Types of distracted driving
There are three main types of distracted driving: visual, auditory, and manual. Many forms of distracted driving fall into more than one of these categories.
- Visual – Distractions that requires you to take your eyes off the road.
- Auditory – Sounds that distract you or cause you to lose focus while driving.
- Cognitive – Mental distractions that take your mind off the road
Some of the most common forms of distracted driving include:
- Talking to passengers
- Using a cell phone to text, email, or surf the internet
- Eating and drinking
- Putting on makeup
- Adjusting the radio, GPS, or air conditioner
- Attempting to grab something from the backset
Under North Carolina law, using a mobile phone to text or email while driving on a public street or highway is illegal. Drivers under the age of 18 cannot use a phone at all, even with hands-free technology, unless they are calling their parents.

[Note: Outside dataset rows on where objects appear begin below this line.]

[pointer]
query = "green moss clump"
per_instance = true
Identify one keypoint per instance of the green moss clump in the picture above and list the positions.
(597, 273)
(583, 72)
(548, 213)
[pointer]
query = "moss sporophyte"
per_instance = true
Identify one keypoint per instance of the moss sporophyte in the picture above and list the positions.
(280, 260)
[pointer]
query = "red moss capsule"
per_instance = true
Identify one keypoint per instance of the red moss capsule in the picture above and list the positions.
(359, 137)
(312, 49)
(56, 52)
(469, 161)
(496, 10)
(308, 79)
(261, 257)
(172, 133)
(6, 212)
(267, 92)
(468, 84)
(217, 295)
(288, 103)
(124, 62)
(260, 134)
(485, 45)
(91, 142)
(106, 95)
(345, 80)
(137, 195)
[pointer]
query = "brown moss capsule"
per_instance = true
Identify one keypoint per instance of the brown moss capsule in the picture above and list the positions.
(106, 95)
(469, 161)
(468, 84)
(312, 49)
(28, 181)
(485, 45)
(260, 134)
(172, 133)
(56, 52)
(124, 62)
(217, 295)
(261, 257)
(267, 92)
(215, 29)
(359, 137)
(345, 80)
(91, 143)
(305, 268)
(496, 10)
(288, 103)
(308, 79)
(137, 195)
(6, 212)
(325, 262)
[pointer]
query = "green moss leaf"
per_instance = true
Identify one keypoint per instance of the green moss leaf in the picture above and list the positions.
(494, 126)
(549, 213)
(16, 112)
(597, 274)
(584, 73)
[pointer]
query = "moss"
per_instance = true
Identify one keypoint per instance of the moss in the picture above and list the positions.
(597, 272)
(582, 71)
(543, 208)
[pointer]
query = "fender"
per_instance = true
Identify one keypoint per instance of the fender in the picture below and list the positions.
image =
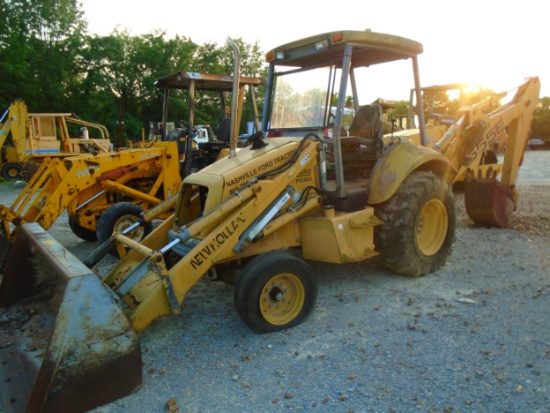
(398, 163)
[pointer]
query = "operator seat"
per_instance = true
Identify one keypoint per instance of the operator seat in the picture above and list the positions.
(366, 131)
(224, 130)
(367, 122)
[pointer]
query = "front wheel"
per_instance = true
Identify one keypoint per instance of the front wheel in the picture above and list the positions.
(119, 217)
(419, 226)
(275, 291)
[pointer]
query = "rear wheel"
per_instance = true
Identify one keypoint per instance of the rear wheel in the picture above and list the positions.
(80, 231)
(11, 171)
(419, 226)
(275, 291)
(119, 217)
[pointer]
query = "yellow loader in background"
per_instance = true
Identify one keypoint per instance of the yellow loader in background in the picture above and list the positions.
(254, 219)
(27, 139)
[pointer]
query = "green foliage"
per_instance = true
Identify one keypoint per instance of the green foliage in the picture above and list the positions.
(48, 60)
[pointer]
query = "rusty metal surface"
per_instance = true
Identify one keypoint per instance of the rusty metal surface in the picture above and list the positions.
(65, 343)
(488, 202)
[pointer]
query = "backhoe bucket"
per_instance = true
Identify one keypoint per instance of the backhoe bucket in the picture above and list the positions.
(489, 202)
(65, 344)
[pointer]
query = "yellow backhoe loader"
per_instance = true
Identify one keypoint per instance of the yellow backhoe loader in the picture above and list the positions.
(298, 192)
(27, 139)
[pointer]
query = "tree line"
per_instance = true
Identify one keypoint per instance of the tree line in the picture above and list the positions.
(48, 59)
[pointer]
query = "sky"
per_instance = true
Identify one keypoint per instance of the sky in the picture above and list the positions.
(494, 44)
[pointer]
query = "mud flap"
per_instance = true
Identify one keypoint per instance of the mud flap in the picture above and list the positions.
(488, 201)
(65, 344)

While other forms of distracted driving may not be explicitly outlawed, a distracted driver is more likely to drive recklessly and/or violate other traffic laws by speeding, running a red light, or following too closely.
Distracted driving is a form of negligence
Motorists who drive while distracted have breached their duty to operate their vehicle safely. When a driver fails to pay attention to the road and causes an accident, the victims of the accident can file a negligence claim against the distracted driver to recover damages for the injuries they suffered. If you were injured in an accident involving a distracted driver, a personal injury attorney can help you collect and present the evidence you need to prove your case.